= Hualongdong people =

Extinct humans that lived in eastern China around 300,000 years ago

The Hualongdong people are extinct humans that lived in eastern China around 300,000 years ago during the late Middle Pleistocene. Discovered by a research team led by Xiujie Wu and Liu Wu, of the Chinese Academy of Sciences, from the Hualong Cave (pinyin: huálóng dòng; lit.'flowery/elegant dragon cave') in Dongzhi County at Anhui Province in 2006, they are known from about 30 fossils that belong to 16 individuals. The first analysis of the skull fragments collected in 2006 suggested that they could be members of Homo erectus. For some of the specimens, their exact position as a human species is not known. More complete fossils found in 2015 indicate that they cannot be directly assigned to any Homo species as they also exhibit archaic human features. They are the first humans in Asia to have both archaic and modern human features. They are likely a distinct species that form a separate branch in the human family tree.

== Discovery ==
Chen Shengqian and Luo Hu, historical investigators in Dongzhi County, found the Hualong Cave in 2004, or 2005. With the help of palaeontologists from the Chinese Academy of Sciences, led by Xiujie Wu and Liu Wu, they discovered the cave as a palaeontological site in 2006. Initial excavation yielded human remains comprising a single tooth (lower second molar), designated specimen HLD (for Hualongdong) 1, and two pieces of a skull bone (frontal fragments) from one individual, labelled HLD 2.

A series of excavations was organised between 2014 and 2016 by which many animal fossils and stone tools were discovered. In addition, 29 human remains were found that came from about 16 individuals. The best specimen is an individual, coded HLD 6, represented by 11 fossil pieces of the skull, teeth and jaw bones. A temporal bone was the first piece found in 2014, and the rest, in 2015. Radiometric dating in 2019 established that the fossils are about 300,000 years old.

== Homo erectus ==
Two of the first human remains found in 2006 are a lower second molar (HLD 1) and skull bones (HLD 2). The two pieces of frontal bones perfectly fit to each other at one end, indicating that they were from one individual. They show small curvature with prominent temporal line and thick cranial wall like those of H. erectus. The structure and size of the tooth are also within the general features of H. erectus.

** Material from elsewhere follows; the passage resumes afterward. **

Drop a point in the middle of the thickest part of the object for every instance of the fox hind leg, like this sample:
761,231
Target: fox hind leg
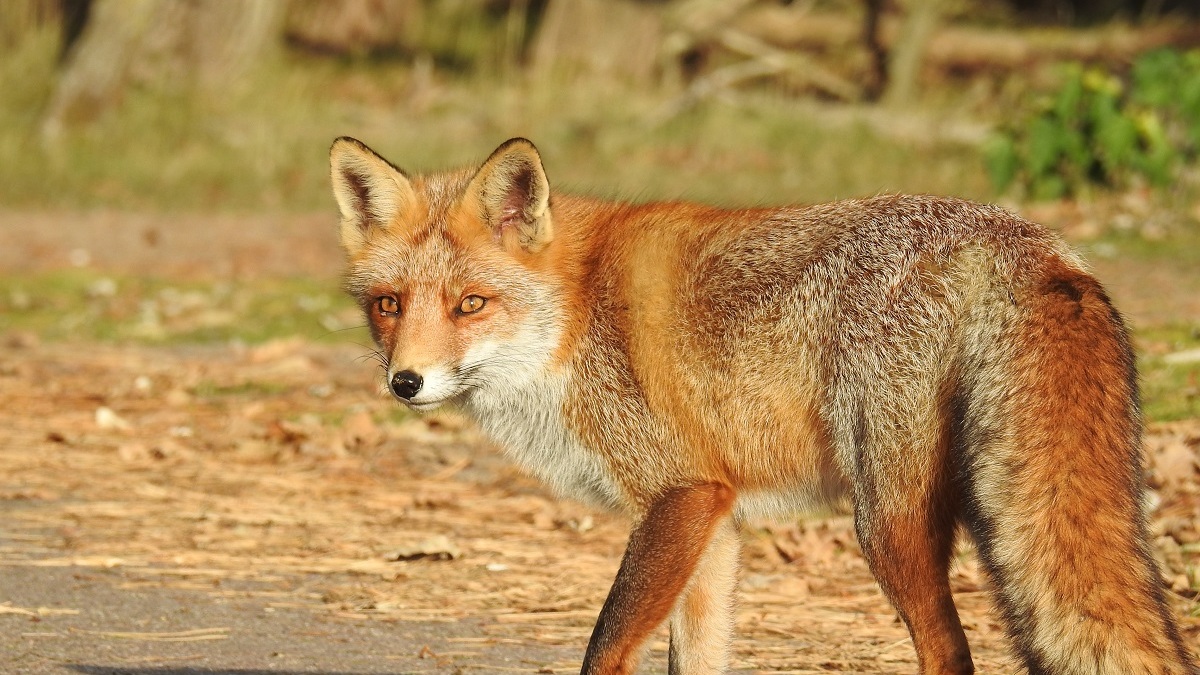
702,622
906,524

In 2015, Liu Wu announced the discovery of one of the most complete and best preserved human skulls from Hualong Cave. Popularised as "Dongzhi Man", the fossil was identified as H. erectus.

== HLD 11 ==
A femoral bone, HLD 11, was discovered in 2015 and analysed in 2020, along with smaller pieces, HLD 15 and 16. It consists of a midshaft section that is 42 mm long with intact circumference. The structure indicates it as part of the right thigh. It most resembles that of Zhoukoudian Peking Man (H. erectus), but the exact identity is unclear as it also shares features of archaic humans of the Middle to early Late Pleistocene of Europe.

== HLD 6 ==
HLD 6, represented by 11 fossil parts belong to a single individual, is the most complete human remains in Hualong Cave. Based on the teeth development, the individual was initially estimated in 2019 as between 13 and 15 years old, but revised in 2023 to 12–13 years old.

In 2019, the skull and teeth were analysed that established the individual had a mixed feature of both archaic and modern humans. It possesses several common features with Asian archaic humans including a low and wide skull cup and nostril, as well as reduced or absent third molars. However, in contrast to other archaic humans, HLD 6 also shows features of modern humans such as flat face, chin and modern-like teeth. Report of the analysis of the facial skeleton in 2021 upheld that the flat face, poor prognathism, and nose bones are suggestive of a blend of archaic and modern human features.

In 2020, a well preserved lower jawbone (mandible) was discovered among animal fossils that was found to be part of HLD 6. The analysis, reported in 2023, revealed that the individual shows a clear mixture of different archaic and modern humans. A thick bone along the jawline is a common feature with H. erectus. A notable archaic appearance is the lack of true chin. A true chin a defining feature of modern humans and is absent in archaic species. HLD 6 jawline is more similar to those of Denisovans than to any other humans. However, the thin wall of the jawbone is a shared featured with modern humans. Comparison with Peking Man, Neanderthals and Denisovans indicate that they cannot fit into any of the known human species, and may be a hybrid species. The study states "that the HLD 6 mandible exhibits a mosaic pattern with some features commonly found in Middle Pleistocene archaic hominins, Late Pleistocene anatomically modern humans, and recent modern humans."